Closed albertvillanova closed 2 years ago
@albertvillanova done: https://huggingface.co/datasets/bigscience-catalogue-data/vietnamese_MT_EV_VLSP2020
I flattened the original data directory and encoded that information in the file names. (Standard parallel dataset with one sentence per line.)
This dataset is not loading:
from datasets import load_dataset
ds = load_dataset("bigscience-catalogue-data/vietnamese_MT_EV_VLSP2020", split="train", streaming=True, use_auth_token=True)
item = next(iter(ds))
gives:
FileNotFoundError: Couldn't find a dataset script at bigscience-catalogue-data/vietnamese_MT_EV_VLSP2020/vietnamese_MT_EV_VLSP2020.py or any data file in the same directory. Couldn't find 'bigscience-catalogue-data/vietnamese_MT_EV_VLSP2020' on the Hugging Face Hub either: FileNotFoundError: Unable to resolve any data file that matches ['**train*'] in dataset repository bigscience-catalogue-data/vietnamese_MT_EV_VLSP2020 with any supported extension ['csv', 'tsv', 'json', 'jsonl', 'parquet', 'txt', 'zip']
Oh; sorry. Was I meant to write a loading script?

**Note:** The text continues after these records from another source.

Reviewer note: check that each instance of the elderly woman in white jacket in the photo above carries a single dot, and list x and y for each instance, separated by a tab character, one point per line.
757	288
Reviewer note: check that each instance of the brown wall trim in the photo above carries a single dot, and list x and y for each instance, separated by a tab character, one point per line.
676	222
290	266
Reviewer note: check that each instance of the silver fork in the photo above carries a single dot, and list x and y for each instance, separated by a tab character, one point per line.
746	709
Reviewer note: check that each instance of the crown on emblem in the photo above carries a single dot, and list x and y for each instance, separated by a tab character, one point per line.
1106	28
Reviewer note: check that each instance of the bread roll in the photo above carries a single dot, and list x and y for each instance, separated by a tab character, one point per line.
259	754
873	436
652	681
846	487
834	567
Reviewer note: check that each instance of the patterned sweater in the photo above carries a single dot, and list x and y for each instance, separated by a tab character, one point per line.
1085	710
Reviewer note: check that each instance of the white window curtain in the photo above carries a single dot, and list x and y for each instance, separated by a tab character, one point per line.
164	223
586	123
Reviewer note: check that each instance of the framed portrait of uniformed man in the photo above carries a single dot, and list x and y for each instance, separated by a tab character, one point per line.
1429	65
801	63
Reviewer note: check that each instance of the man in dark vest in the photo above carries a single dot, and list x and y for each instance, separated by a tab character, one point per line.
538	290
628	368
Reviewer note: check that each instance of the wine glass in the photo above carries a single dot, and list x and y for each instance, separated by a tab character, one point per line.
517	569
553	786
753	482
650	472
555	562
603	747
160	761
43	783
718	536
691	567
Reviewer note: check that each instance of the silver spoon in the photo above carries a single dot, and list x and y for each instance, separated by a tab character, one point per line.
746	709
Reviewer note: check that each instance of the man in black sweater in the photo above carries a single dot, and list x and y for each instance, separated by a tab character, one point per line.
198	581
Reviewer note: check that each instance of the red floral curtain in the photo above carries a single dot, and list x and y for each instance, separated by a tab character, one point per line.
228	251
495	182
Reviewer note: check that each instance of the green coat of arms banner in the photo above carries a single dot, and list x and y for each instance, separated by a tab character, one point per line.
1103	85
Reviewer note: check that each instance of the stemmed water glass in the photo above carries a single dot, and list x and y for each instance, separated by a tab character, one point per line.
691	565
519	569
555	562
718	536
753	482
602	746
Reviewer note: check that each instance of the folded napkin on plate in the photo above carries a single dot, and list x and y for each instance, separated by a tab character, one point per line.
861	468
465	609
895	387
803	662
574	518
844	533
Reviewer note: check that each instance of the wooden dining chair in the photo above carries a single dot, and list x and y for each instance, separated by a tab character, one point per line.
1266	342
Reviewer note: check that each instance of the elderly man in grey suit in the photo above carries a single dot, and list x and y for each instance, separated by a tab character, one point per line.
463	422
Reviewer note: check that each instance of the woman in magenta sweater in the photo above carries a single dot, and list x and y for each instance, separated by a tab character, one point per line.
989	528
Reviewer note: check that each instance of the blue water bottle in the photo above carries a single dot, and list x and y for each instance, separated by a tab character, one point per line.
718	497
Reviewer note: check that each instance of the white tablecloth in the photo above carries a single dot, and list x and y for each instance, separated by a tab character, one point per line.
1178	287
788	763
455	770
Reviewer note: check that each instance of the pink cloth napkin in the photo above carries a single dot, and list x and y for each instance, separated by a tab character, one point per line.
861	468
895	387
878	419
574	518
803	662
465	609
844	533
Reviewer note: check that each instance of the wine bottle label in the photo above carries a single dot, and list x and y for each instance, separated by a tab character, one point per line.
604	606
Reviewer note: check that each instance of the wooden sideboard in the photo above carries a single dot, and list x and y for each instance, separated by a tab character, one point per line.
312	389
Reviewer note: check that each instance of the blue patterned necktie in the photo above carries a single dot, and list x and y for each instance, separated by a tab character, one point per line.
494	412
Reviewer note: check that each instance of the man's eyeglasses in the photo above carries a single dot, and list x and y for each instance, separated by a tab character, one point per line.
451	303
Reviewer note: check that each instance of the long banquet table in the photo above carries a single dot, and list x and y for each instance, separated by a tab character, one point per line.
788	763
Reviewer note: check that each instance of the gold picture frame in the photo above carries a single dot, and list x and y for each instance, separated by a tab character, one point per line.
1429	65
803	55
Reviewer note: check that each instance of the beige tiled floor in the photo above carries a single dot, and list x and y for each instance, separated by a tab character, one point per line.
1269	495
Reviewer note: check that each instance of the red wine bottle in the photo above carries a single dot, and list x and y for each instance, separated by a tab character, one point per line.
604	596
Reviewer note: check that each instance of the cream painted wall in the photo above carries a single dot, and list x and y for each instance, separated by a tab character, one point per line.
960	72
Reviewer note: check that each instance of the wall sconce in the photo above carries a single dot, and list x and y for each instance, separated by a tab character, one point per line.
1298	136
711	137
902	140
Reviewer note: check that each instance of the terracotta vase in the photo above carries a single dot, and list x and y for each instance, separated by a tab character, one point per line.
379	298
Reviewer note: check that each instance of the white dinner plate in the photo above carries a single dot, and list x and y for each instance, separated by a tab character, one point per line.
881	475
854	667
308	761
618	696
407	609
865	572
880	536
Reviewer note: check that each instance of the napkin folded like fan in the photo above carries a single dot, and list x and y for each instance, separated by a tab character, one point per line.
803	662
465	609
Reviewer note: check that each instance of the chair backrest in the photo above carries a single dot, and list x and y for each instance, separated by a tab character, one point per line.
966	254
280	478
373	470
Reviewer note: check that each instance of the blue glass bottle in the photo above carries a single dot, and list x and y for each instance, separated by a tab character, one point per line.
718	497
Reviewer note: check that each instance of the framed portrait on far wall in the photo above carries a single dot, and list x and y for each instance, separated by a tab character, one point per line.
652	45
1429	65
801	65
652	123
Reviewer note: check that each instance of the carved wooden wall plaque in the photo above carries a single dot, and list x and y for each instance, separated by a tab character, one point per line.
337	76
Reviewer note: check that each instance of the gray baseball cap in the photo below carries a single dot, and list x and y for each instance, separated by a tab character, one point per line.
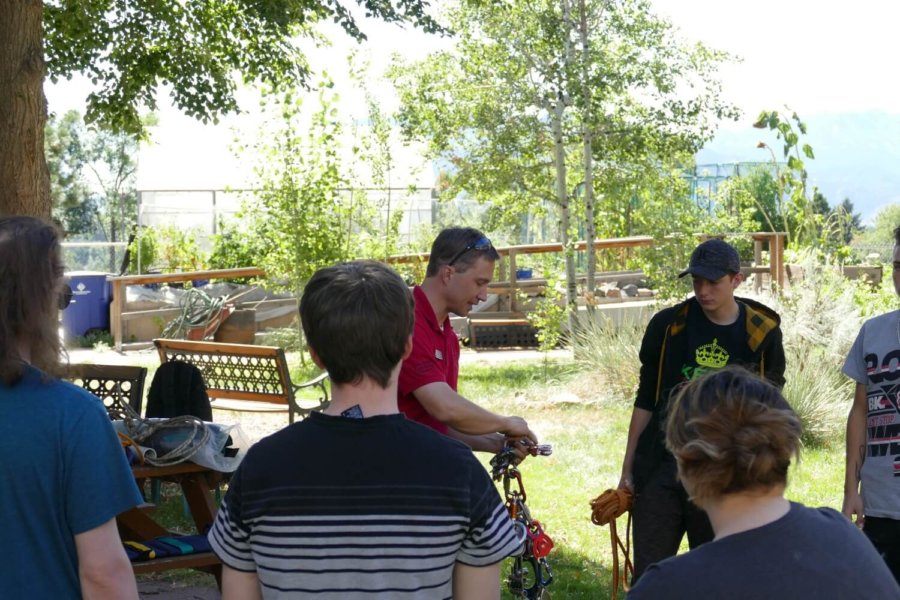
713	259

I have created another repo with a loading script specific for Language Modeling: https://huggingface.co/datasets/bigscience-catalogue-data/vinbigdata_mt_vlsp_2020_lm
Sample:
{'text': 'Ngân hàng HSBC sẽ sa thải 30.000 việc làm mặc dù lợi nhuận trước thuế tăng'}
DONE: https://huggingface.co/datasets/bigscience-catalogue-lm-data/lm_vi_vinbigdata_mt_vlsp_2020
Sample:
{'text': 'Tôi phải đi ngủ.',
'meta': "{'file': 'MT-EV-VLSP2020/basic/data.vi'}"}